We are working with local and regional scholars, practitioners, artists, and community leaders to put together a program that connects with local and regional challenges and opportunities. And we remain committed to facilitating very global conversations as well. We expect a lively local day, walking tours, and tours further afield, and, as always, a rich program of panels and workshops. Enchantment, transformation, local, global, and points in between. This is where we see ourselves traveling and creating. We realize that there is always variation in the extent to which panels and participants directly engage with program themes, but we know that the best programs are those in which a set of related conversations emerge from engagement, and we encourage our members to join us in engaging with the theme.

This will not be our first time in Santa Fe. It has long proven popular with our membership and we hope to continue what has worked and to innovate to maintain interest and expand accessibility. We are happily meeting at the El Dorado Hotel, on Santa Fe’s historic plaza, a charming hotel reflecting local character, and which has the benefit of being centrally located and far more accessible to people experiencing mobility challenges than prior meeting sites in Santa Fe.

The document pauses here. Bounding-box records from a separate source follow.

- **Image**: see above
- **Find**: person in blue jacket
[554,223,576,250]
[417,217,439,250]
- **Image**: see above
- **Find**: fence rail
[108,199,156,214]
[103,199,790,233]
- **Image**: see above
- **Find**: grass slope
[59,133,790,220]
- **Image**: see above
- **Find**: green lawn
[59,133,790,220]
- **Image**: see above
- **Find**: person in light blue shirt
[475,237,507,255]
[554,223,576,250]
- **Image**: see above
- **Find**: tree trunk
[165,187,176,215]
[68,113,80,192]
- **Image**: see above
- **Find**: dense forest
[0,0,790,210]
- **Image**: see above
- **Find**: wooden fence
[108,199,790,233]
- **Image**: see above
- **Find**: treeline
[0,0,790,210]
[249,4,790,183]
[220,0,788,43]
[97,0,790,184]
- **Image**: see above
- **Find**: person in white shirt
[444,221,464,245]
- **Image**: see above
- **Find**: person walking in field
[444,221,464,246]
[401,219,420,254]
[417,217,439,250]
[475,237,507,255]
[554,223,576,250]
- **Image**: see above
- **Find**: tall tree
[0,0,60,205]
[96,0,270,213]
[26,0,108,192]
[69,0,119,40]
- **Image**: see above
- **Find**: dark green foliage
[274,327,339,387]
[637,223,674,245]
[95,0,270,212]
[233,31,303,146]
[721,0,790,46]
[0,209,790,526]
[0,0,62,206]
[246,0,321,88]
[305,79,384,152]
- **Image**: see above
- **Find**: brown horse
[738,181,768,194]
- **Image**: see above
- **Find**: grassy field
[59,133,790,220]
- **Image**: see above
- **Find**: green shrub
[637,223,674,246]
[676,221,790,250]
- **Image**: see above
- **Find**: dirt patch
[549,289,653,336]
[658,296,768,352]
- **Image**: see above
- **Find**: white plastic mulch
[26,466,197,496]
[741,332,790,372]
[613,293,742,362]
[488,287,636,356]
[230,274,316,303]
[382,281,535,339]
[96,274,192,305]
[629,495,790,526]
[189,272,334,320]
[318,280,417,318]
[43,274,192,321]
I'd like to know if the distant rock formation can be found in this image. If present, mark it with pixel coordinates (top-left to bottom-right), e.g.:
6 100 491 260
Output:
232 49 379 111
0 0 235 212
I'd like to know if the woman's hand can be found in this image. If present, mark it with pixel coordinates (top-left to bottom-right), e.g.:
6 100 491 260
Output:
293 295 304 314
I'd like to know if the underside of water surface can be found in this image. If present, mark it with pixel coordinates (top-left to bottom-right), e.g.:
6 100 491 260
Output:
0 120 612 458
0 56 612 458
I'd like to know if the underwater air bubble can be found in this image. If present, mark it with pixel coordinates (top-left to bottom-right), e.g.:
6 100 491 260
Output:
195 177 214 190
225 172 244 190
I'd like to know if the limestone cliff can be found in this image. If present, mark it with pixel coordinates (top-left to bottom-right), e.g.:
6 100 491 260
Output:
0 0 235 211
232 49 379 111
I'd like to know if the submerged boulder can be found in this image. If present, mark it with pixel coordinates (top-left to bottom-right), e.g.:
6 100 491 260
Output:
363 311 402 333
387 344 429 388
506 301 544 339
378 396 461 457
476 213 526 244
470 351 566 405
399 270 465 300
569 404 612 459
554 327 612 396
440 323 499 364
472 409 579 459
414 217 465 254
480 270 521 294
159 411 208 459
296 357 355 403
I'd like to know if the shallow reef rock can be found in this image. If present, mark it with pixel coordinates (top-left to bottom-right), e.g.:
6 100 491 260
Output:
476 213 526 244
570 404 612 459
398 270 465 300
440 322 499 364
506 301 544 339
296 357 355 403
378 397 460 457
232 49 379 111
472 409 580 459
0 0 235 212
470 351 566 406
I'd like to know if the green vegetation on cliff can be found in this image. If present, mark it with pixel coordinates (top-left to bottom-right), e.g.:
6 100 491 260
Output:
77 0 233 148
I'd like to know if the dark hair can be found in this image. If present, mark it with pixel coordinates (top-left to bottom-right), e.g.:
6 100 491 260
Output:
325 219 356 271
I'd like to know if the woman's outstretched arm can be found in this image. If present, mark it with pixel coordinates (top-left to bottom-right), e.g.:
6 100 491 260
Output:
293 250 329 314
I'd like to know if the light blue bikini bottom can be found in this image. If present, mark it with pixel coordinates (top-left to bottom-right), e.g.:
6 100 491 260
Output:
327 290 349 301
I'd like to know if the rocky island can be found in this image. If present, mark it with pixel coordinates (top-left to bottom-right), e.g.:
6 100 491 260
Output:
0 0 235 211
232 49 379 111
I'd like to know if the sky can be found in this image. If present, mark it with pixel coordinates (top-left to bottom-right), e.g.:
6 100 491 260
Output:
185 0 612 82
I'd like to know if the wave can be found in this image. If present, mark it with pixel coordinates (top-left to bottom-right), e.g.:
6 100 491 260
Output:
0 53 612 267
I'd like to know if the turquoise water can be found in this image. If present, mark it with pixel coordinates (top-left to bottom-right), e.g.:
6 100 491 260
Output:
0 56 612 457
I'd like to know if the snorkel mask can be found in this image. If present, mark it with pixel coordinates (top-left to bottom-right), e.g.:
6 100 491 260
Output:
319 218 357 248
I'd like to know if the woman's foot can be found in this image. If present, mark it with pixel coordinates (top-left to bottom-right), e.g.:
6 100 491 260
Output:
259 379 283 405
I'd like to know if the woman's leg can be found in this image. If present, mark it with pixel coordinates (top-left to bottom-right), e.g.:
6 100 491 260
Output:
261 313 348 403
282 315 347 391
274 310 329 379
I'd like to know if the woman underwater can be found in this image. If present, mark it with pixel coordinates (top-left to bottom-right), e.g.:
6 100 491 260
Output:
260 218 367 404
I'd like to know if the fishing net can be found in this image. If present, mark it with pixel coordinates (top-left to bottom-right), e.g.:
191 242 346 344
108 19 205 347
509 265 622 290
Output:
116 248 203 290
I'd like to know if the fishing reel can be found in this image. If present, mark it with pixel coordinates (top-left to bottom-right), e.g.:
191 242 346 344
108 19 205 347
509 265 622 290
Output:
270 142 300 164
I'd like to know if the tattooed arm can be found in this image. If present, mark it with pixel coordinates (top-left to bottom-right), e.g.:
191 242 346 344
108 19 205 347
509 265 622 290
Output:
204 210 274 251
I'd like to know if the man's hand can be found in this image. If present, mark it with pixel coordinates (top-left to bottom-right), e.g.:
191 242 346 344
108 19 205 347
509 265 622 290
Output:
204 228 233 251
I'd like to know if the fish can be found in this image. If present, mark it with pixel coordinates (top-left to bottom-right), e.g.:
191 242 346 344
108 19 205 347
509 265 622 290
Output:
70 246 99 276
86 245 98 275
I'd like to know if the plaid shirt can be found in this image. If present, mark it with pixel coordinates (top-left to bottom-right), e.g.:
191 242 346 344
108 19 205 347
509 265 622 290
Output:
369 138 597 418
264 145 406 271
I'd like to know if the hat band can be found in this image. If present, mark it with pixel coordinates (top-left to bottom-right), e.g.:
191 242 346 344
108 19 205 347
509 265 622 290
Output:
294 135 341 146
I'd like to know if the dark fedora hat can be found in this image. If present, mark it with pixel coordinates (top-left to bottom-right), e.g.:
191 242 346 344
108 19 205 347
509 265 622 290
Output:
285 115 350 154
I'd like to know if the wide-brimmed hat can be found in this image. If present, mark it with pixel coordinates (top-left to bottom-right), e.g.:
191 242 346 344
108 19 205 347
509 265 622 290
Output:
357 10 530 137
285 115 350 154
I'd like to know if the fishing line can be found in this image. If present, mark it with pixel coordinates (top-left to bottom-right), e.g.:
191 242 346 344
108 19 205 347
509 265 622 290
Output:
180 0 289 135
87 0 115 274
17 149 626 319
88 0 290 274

When we meet in Santa Fe, let us be mindful of the fact that we are guests in the region the Tewa, Towa, Tiwa, Zuni, and Keres-speaking Pueblos call home, as well as the Athapascan-speaking Navajo and Apache, and other Native American groups with close ties to the region. These lands were colonized by Spain and then the United States of America. Santa Fe and the broader Southwest are products of long and still ongoing historical processes of migration and cultural change. I hope we will be considerate of our own positionality within these processes and be good guests to our host communities.

Until we meet in Santa Fe, I welcome our members and partners to reach out to me with ideas, engage the program committee, and help us make the 2024 Annual Meeting one to remember. We hope you will join us in Santa Fe, an ideal space for doing the work of transformation in the spirit of enchantment.